Noted, Thanks, SpeedJason.


----------



## Wudscrasher (Jan 27, 2019)

Hmmm. Targa is $330 ? I said price is not an issue, but...anyone else have a metal base binding around $200? Then again, If I can get another 15 years from a binding, price is worth it?


----------



## zc1 (Feb 20, 2017)

Phedder said:


> Read the title and came in to suggest the Targa as well.


Same here, lol.



Wudscrasher said:


> Hmmm. Targa is $330 ? I said price is not an issue, but...anyone else have a metal base binding around $200?


https://www.evo.com/outlet/snowboar...ga-snowboard-bindings-2017-black-white-se.jpg


Nitro Phantom and Machine bindings might also be of interest, although I have no experience with them. Targas are solid.


----------



## Wudscrasher (Jan 27, 2019)

Well, since there's been a few Targa recommendations, I will definitely check out the stores here in NoCO and see if I can get hands on a pair. Appreciate the posts, y'all!


----------



## neni (Dec 24, 2012)

The guys in my pack ride your numbers (years, size, speed) and use stuff like NOW O-Drive or Burton Diode - w/o ever blowing anything.


----------



## lab49232 (Sep 13, 2011)

Find an older model for sale or wait a month and this years will go on sale. You should be ble to find a previous year for sub $200 only difference between the last two years is color way


----------



## speedjason (May 2, 2013)

Wudscrasher said:


> Hmmm. Targa is $330 ? I said price is not an issue, but...anyone else have a metal base binding around $200? Then again, If I can get another 15 years from a binding, price is worth it?


I have never seen metal base bindings. Most of them are composite.
Union has magnesium heel cups.


----------



## Chielsen (Oct 27, 2016)

speedjason said:


> I have never seen metal base bindings. Most of them are composite.
> Union has magnesium heel cups.


The only ones I can think of would be Karakoram's mounted on a solid with their quiver connnectors. (outside of splitboard bindings on actual splitboards ofc)


----------



## Nivek (Jan 24, 2008)

You have some misconceptions on plastic that likely stem from older stuff that was simple polycarbonate construction. Higher end stuff nowadays is better and more accurately built, and nylon with either fiberglass or carbon additives. Those are as strong or stronger than aluminium in many ways. 

Karakorams wont be stiff enough, they're split bindings.

Ride and Flow are the oy brands making aluminum bindings worth anything. Ride uses mini discs that can fit on 4x4 if you split the washers, but you'll have no micro adjustment on your width. If you're that worried about blowing shit up, steer clear of carbon fiber (not carbon/nylon composites, those are fine).

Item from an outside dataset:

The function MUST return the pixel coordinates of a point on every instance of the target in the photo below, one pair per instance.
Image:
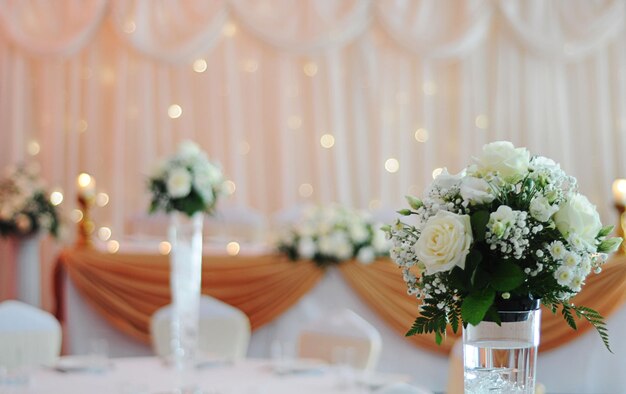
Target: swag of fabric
(126, 289)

From Ride the Capo, and Flow the NX2 Carbon.

Non full alu options: Rome Targa, Flux XV or Teams, Now Drive, K2 Formula C.


----------



## Wudscrasher (Jan 27, 2019)

This is what I was wondering about. Since it’s been 15 years since I last bought bindings, I’m sure they’ve made great strides with the latest technologies. That older stuff turned brittle when it got really cold ? Thanks for the recommendations, everyone! Looks like I have some homework to do!


----------



## speedjason (May 2, 2013)

Wudscrasher said:


> This is what I was wondering about. Since it’s been 15 years since I last bought bindings, I’m sure they’ve made great strides with the latest technologies. That older stuff turned brittle when it got really cold ? Thanks for the recommendations, everyone! Looks like I have some homework to do!


Union has lifetime warranty. I am interested to see if you are breaking their stuff.


----------



## wrathfuldeity (Oct 5, 2007)

How about rebuilding some old Ride SPI bindings....found a pair for $10 and some new burton straps, ladders and ratchets...solid soft boot set up for high speed railing.

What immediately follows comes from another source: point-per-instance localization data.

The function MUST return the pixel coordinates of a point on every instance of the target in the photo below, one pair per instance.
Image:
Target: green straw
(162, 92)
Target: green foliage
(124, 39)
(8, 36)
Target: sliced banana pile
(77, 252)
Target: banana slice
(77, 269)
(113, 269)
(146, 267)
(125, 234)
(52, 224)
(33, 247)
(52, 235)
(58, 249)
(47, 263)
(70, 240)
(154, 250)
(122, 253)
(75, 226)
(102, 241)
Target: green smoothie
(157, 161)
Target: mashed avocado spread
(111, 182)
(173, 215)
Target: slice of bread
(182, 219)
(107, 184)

Or switch to fruit boots...last Saturday spent the day dialing atomic backland boots, phantom bindings on a 163 split...holy shit...blasting groomers...in control and confidently...like maybe 10 mph faster than usual soft boot/spi setup. It was a little scary but fun, able to keep up with skier buds that cruise at least 60+mph on their 215 race skies.


----------



## Wudscrasher (Jan 27, 2019)

speedjason said:


> Union has lifetime warranty. I am interested to see if you are breaking their stuff.


If they want to send me a set, I’ll be more than happy to try! ?


----------



## Wudscrasher (Jan 27, 2019)

wrathfuldeity said:


> How about rebuilding some old Ride SPI bindings....found a pair for $10 and some new burton straps, ladders and ratchets...solid soft boot set up for high speed railing.
> 
> Or switch to fruit boots...last Saturday spent the day dialing atomic backland boots, phantom bindings on a 163 split...holy shit...blasting groomers...in control and confidently...like maybe 10 mph faster than usual soft boot/spi setup. It was a little scary but fun, able to keep up with skier buds that cruise at least 60+mph on their 215 race skies.


Fruit boots? Ok, added to the list. I’m so out of touch these days! 60mph? Your friends I like. True story: I mounted a Garmin E-Trex to my board @ Steamboat once, just to log my speed. Well the mount sucked and when I got to the bottom, it was gone. I went back down the same trail & found it! Top speed? 78mph. That GPS had a helluva ride flying off into space, apparently...


----------